Hanahaki

Disclaimer: Kazuki Takahashi

Warning : gaje, typo, pendek banget ceritanya, angst, suicide trigger.

Author hanya melakukan ini untuk unsur kesenangan bukan untuk keuntungan dalam bentuk apa pun.

Waktu musim dingin telah berlalu dengan keagungannya yang suram; setelah membawakan langit abu-abu dan pohon-pohon marmer yang begitu indah dalam keindahannya yang telanjang. Hari-hari yang dingin untuk ketenangan, sementara refleksi telah memudar membuat energi baru meningkat. Pada hari musim semi ini, Anzu melihat bunga-bunga yang mewarnai dunianya untuk hari-hari yang lebih hangat yang akan datang. Melambai tertiup angin seperti senyum yang lahir dari kosmos–kebahagiaan dalam nuansa cerah. Dia membiarkan matanya mengalir dari pohon ke pohon, memperhatikan kuncup-kuncup yang siap membuka ke dalam cahaya, menjadi seperti bendera hijau dalam angin yang terus menghangat.

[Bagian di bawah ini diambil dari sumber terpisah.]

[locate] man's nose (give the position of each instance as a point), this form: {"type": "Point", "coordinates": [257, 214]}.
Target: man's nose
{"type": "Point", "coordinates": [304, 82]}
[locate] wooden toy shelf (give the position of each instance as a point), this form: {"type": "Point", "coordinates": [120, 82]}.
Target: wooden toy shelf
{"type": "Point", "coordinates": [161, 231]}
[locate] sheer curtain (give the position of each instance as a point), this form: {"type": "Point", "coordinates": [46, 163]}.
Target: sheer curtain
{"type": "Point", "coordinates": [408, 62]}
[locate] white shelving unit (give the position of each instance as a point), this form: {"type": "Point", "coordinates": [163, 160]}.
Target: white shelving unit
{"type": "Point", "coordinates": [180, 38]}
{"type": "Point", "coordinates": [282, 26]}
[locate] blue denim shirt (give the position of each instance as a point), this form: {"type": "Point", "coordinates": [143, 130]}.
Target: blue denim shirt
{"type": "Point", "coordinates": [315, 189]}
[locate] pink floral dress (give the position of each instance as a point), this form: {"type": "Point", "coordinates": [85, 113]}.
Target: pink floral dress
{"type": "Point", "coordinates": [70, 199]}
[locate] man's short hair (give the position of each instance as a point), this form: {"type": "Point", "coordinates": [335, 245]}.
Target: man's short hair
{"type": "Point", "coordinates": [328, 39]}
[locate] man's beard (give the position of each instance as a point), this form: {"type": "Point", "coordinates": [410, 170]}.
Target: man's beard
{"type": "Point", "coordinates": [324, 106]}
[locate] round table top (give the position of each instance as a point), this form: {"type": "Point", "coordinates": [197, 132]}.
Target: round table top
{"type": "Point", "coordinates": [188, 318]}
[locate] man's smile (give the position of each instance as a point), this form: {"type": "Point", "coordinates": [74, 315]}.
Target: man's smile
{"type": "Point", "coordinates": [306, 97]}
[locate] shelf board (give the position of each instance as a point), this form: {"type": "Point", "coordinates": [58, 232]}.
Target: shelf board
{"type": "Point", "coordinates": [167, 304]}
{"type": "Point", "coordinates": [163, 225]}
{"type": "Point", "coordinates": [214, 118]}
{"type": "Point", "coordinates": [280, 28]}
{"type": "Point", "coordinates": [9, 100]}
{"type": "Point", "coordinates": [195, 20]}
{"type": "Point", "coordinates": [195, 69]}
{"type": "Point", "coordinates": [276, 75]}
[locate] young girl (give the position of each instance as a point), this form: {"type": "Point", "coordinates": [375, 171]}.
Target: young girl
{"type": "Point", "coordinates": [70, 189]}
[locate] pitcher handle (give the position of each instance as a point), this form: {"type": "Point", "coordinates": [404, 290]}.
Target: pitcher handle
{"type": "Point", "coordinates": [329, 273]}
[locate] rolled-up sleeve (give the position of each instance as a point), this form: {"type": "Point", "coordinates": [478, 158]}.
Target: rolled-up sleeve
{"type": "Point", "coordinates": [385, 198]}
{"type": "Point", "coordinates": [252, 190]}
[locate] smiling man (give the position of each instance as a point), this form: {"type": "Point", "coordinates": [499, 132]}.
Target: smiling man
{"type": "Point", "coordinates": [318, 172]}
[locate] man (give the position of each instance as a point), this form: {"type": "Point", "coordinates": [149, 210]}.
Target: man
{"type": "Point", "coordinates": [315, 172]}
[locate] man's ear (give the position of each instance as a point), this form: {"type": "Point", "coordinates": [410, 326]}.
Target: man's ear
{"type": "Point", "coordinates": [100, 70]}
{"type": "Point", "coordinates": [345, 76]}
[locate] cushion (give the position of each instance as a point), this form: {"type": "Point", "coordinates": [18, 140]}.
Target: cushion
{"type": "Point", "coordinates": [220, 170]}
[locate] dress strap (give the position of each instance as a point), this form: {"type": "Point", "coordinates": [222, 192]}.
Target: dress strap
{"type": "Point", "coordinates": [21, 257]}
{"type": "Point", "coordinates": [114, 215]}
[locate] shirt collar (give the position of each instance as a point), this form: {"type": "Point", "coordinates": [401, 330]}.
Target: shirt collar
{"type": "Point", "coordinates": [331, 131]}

Anzu tersenyum. Senyumnya seperti matahari yang membuka cahayanya untuk menyinari dirinya, hanya mencerahkan giginya yang lurus. Dirinya dipenuhi kebahagiaan hari ini. Entah mengapa ia merasa bersemangat untuk bertemu dengan teman-temannya setelah liburan sekolah yang panjang. Seragamnya yang rapi dan rambut yang tertata baik menandakan ia siap menghadapi hari sekolah. Ia pun merogoh saku untuk mengambil handphone dan men-scroll untuk melihat berita terbaru, menurut rumor sekarang ada sebuah penyakit endemik terbaru yaitu penyakit hanahaki.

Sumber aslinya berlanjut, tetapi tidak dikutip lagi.